U.S. officials say they will monitor the "rocks, reefs, and shoals in the South China Sea" looking for signs of less confrontation in waters where China's coast guard has clashed with vessels from both Vietnam and the Philippines. Indonesia, Brunei, Malaysia, and Taiwan also have competing claims, making the area -- one of the world's busiest shipping lanes - a potential flashpoint with major commercial consequences.
Kerry was hoping Southeast Asian foreign ministers meeting in Myanmar would agree to a halt to all provocative actions in the South China Sea. But China helped set back that move, leading ASEAN to agree to a softer, non-binding agreement.
Questioned about that weaker deal, Kerry said he thinks "the language does go far enough" to achieve some progress.
"We weren't seeking to pass something per se, we were trying to put something on the table that people could embrace,' he said. "A number of countries have decided that's what they're going to do. It's a voluntary process."
But it stops far short of more directly calling-out Beijing for violating international law, according to American Enterprise Institute analyst Michael Auslin.

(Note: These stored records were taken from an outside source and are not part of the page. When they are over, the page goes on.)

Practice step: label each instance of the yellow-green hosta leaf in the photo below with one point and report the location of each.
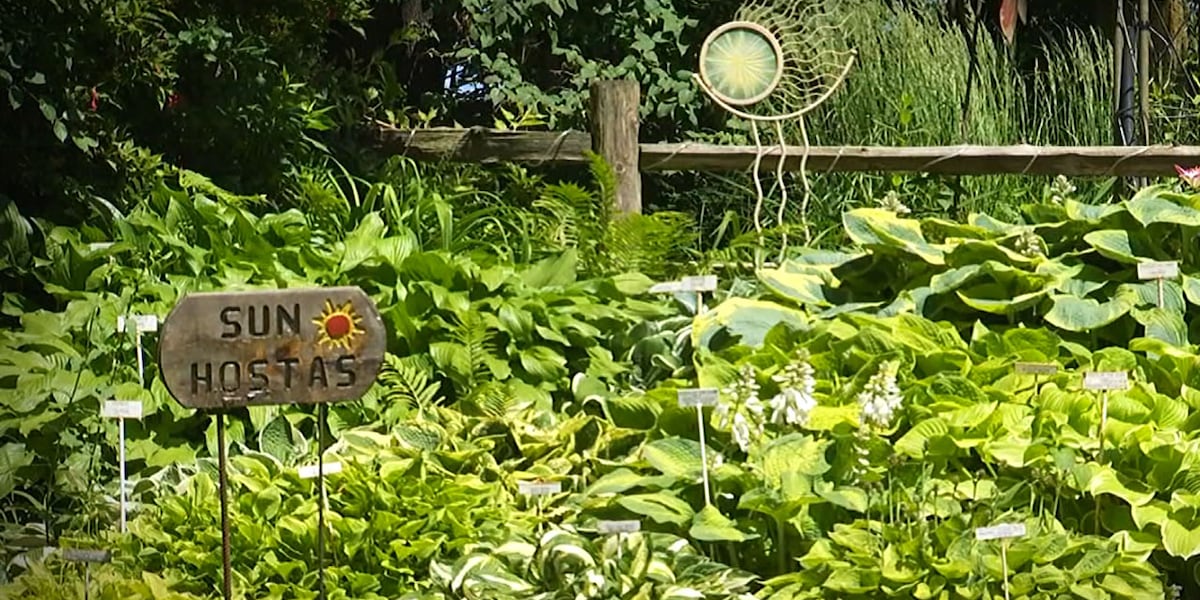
(1114, 244)
(1181, 540)
(1151, 205)
(660, 507)
(1075, 313)
(1080, 211)
(1163, 324)
(676, 457)
(883, 228)
(1104, 480)
(803, 288)
(913, 442)
(795, 453)
(709, 525)
(745, 318)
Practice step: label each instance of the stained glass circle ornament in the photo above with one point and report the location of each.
(742, 63)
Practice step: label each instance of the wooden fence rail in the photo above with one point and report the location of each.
(615, 127)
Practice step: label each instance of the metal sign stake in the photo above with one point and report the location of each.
(220, 351)
(226, 569)
(121, 409)
(321, 502)
(1003, 533)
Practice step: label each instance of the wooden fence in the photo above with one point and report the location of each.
(615, 130)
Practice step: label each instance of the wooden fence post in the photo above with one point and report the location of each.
(613, 124)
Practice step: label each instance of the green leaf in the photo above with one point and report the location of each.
(555, 271)
(1075, 313)
(709, 525)
(1114, 244)
(12, 457)
(745, 318)
(1181, 540)
(659, 507)
(883, 228)
(677, 457)
(1163, 324)
(793, 454)
(1150, 205)
(544, 364)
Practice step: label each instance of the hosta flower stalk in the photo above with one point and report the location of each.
(796, 400)
(742, 411)
(880, 399)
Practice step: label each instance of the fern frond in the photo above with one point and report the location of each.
(405, 385)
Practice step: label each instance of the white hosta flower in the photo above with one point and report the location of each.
(1061, 190)
(881, 397)
(742, 432)
(792, 406)
(891, 202)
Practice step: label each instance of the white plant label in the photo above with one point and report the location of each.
(694, 283)
(143, 323)
(1101, 381)
(617, 527)
(1001, 532)
(1037, 367)
(121, 409)
(87, 556)
(539, 487)
(699, 397)
(1164, 270)
(310, 471)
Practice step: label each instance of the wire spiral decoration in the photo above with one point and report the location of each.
(777, 61)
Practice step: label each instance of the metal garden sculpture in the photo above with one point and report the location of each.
(775, 63)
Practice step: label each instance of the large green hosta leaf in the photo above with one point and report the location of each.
(1075, 313)
(744, 318)
(1114, 244)
(1157, 205)
(883, 228)
(709, 525)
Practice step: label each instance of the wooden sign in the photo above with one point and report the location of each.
(539, 487)
(307, 346)
(1001, 532)
(310, 471)
(618, 527)
(121, 409)
(1036, 367)
(1103, 381)
(142, 323)
(1164, 270)
(87, 556)
(694, 283)
(697, 397)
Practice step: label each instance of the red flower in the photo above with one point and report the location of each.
(1189, 177)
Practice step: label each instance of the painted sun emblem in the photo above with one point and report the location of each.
(339, 325)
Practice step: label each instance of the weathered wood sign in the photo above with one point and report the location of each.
(277, 347)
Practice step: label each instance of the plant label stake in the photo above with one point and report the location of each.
(539, 490)
(700, 399)
(1159, 271)
(313, 346)
(1103, 382)
(699, 283)
(142, 324)
(87, 557)
(1037, 370)
(121, 409)
(1003, 533)
(618, 528)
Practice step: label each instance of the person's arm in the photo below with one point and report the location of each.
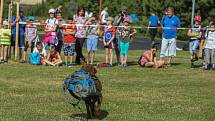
(15, 20)
(113, 37)
(26, 31)
(148, 57)
(189, 33)
(199, 35)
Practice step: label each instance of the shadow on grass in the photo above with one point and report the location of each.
(83, 116)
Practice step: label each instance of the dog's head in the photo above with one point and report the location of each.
(88, 68)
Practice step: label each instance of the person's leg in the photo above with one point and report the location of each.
(22, 47)
(66, 60)
(25, 50)
(5, 55)
(159, 64)
(78, 50)
(2, 50)
(172, 50)
(92, 57)
(89, 49)
(207, 57)
(59, 46)
(126, 52)
(152, 32)
(111, 56)
(58, 62)
(88, 57)
(164, 47)
(117, 48)
(81, 45)
(149, 64)
(106, 55)
(196, 45)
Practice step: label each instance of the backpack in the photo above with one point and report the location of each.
(80, 85)
(35, 58)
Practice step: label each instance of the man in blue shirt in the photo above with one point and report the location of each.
(21, 40)
(153, 22)
(170, 23)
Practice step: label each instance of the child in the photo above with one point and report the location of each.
(69, 41)
(149, 59)
(30, 36)
(127, 33)
(50, 29)
(92, 39)
(209, 46)
(195, 35)
(5, 35)
(54, 58)
(109, 35)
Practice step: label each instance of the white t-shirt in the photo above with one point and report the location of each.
(104, 15)
(210, 36)
(51, 22)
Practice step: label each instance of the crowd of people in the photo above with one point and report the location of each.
(115, 33)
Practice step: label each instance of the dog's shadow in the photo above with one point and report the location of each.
(83, 116)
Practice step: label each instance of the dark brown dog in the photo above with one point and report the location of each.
(93, 103)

"If you just continue to say, 'We don't want coercive behavior,' China will say, 'Well we're not coercive. They're coercive.' You've got to use something different," he said.
Without which, Auslin says, China will continue to redefine the concepts of administrative control over disputed territory.
"What it is attempting to do is say: 'No, there is no dispute. There's no dispute over the Senkakus. There's no dispute over the Spratleys. There's no dispute over much of the South China Sea. There's no dispute over the air of the East China Sea with the Defense Identification Zone because we, China, are effectively administering it,'" he said.
Chinese Foreign Minister Wang Yi offered ASEAN "friendly consultation", but firmly upheld Beijing's right to defend its sovereignty and interests against what he called "irrational provocation."
With China's state-run news agency questioning Washington's "real intentions" U.S. State Department Deputy Spokeswoman Marie Harf says it is not Washington that is destabilizing the South China Sea.
"It’s the aggressive actions the Chinese have taken that are doing so," she said. "Everything we are doing is designed to lower tensions, to get people to resolve their differences diplomatically and not through coercive or destabilizing measures, like we’ve seen the Chinese take increasingly over the past several months."
The summit's host, Myanmar Foreign Minister Wunna Muang Lwin, says, "It is not that one party is trying to influence others" against one country. It is "all ASEAN, not ASEAN versus China" that will settle these disputes peacefully.